President Barack Obama’s tirade on June 14 was filled with angry passion. His rhetoric was not directed against the perpetrator of the Orlando attack and his ilk, however, but against the (unnamed) GOP nominee and others who do not subscribe to Obama’s fundamental views on the nature of Islam and his “strategy” of confronting the threat.
With great passion Obama lashed at those who have called him soft on terrorism, alleging that “loose talk” about Muslims has been detrimental to the U.S. action against militant groups in the Middle East and elsewhere. It is clear that Obama’s understanding of “loose talk” covers all attempts at critical scrutiny of what he, Hillary Clinton, and countless others in the Duopoly still insist is a peaceful and tolerant religion which should not be tainted by the violent actions of a tiny, aberrant and unrepresentative minority.
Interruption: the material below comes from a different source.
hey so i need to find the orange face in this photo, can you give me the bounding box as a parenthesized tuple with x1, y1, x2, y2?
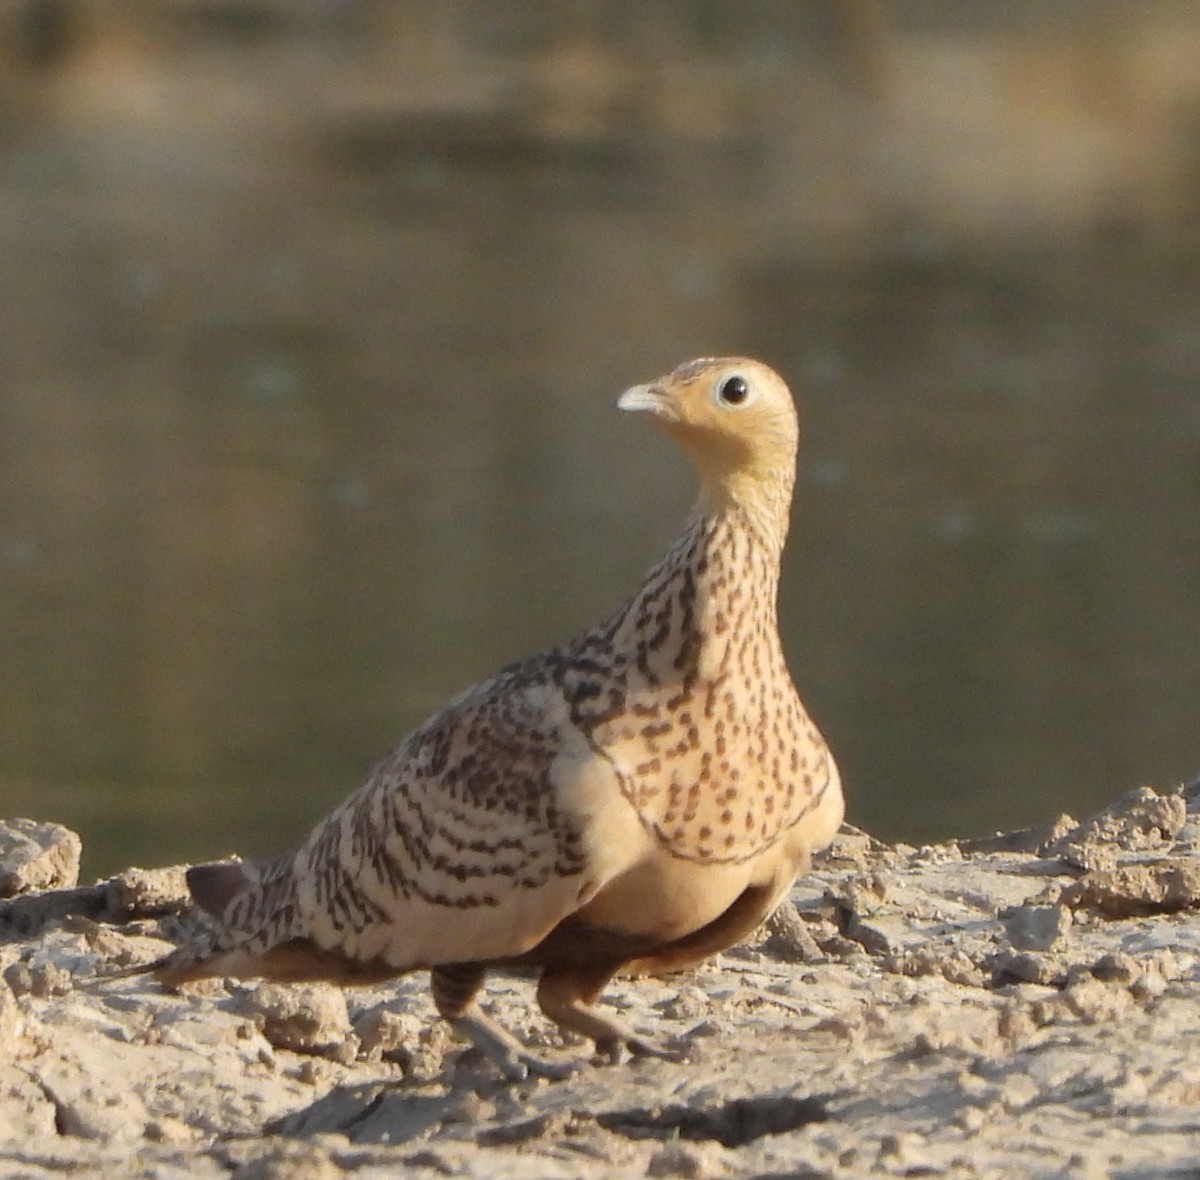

It should be noted that the original meaning of “loose talk”—as the term was extensively used in both world wars—is disclosing accurate and operationally useful information to unreliable persons who may pass it on to the enemy. If Obama and his speechwriters knew English and history, they’d realize that the meaning of his “loose talk” remark is not exactly what he had in mind: yes, we know the ugly truth, but we should not talk about it openly, because we don’t want them to know that we do know what they are all about.
Obama derided the demand by his critics that he call acts of terrorism the result of “radical Islam”: “We can’t get ISIL unless we call them ‘radical Islamists.’ What exactly would using this label accomplish? What exactly would it change? Would it make ISIL less committed to trying to kill Americans? Would it bring in more allies? Is there a military strategy that is served by this? The answer is, none of the above . . . ” Obama is spectacularly wrong. Calling a threat by its right name—which he dismisses as a mere “label”—is the key prerequisite to developing a meaningful strategy. His mandated label of long standing—“violent extremism”—he did not use in his address, however, thus implicitly acknowledging its irritating and politically damaging absurdity.
Obama’s deliberate attempt to create logical and semantic confusion about the nature of the threat is not immediately apparent to the unwary, and it is so dishonest as to bring into question his basic motives. He implicitly suggested that “the threat” is already clearly defined in all its key aspects, and that any debate over “the label” is therefore a mere “political distraction.” To understand the pernicious nature of Obama’s argument we need to revisit his address announcing his phony anti-ISIS campaign two years ago.
“ISIL is not Islamic,” Obama told the nation in September 2014. “No religion condones the killing of innocents, and the vast majority of ISIL’s victims have been Muslim.” Since making this surreal statement Obama has learnt nothing and forgotten nothing. Three weeks earlier earlier, in the aftermath of James Foley’s beheading by the Islamic State, he declared—also in the context of absolving Islam of any connection with the IS—that “no just God would stand for what they did yesterday and what they do every single day.” Since they did murder Foley, this meant that—in Obama’s world—there is no God, or that God is not just.